Ms. Pips turned away from the microphone, taking a step over to the part of the table where the urn rested, and gently laid her hand down on top of it. Her eyes closed, and for a few seconds she looked genuinely human, instead of so distant and imposing that she may as well have been a creature from mythology. Then the moment passed, and she walked off the stage.
Nicholas Campbell was the first one to follow her, and no one made any attempt to move until he was up there. Even those who’d never met Nicholas, new hires brought on while he was away at college, knew how much Gerry had cared for the boy. He’d often talked at length about him, pride shining in Gerry’s eyes at nearly every mention of his name.
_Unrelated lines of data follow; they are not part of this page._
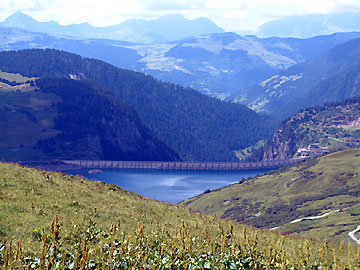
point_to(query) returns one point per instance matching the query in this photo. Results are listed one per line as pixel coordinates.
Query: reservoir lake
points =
(170, 186)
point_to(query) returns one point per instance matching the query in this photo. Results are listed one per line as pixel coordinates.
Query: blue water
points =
(169, 186)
For once, Nicholas said nothing. He merely stood on the stage, staring at the urn and picture quietly, before nodding once and heading down the stairs. His friends, motley assortment that they were, stood at the bottom waiting for him. When Nicholas left, so did they. Probably body guards, from the looks of them, although the way they reached out to comfort him was a bit more familiar than what was considered proper in that line of work.
With Nicholas done, the others began to make their way up. Criminals and card dealers, bad guys and bartenders, all shoulder to shoulder saying their goodbyes to a man who had crossed between both worlds and made each one a little better.
When the last person was finally finished, Ms. Pips re-emerged, this time flanked by a pair of men in crisp suits, and picked up the urn. She cradled it carefully, brushing off one of her flunky’s attempts to carry it for her. It wouldn’t leave her grasp until they were back in her office, and she set it down on the part of her mantle she’d already selected.
It seemed only fitting that her right-hand man stay nearby. She liked to think Gerry would have preferred it that way.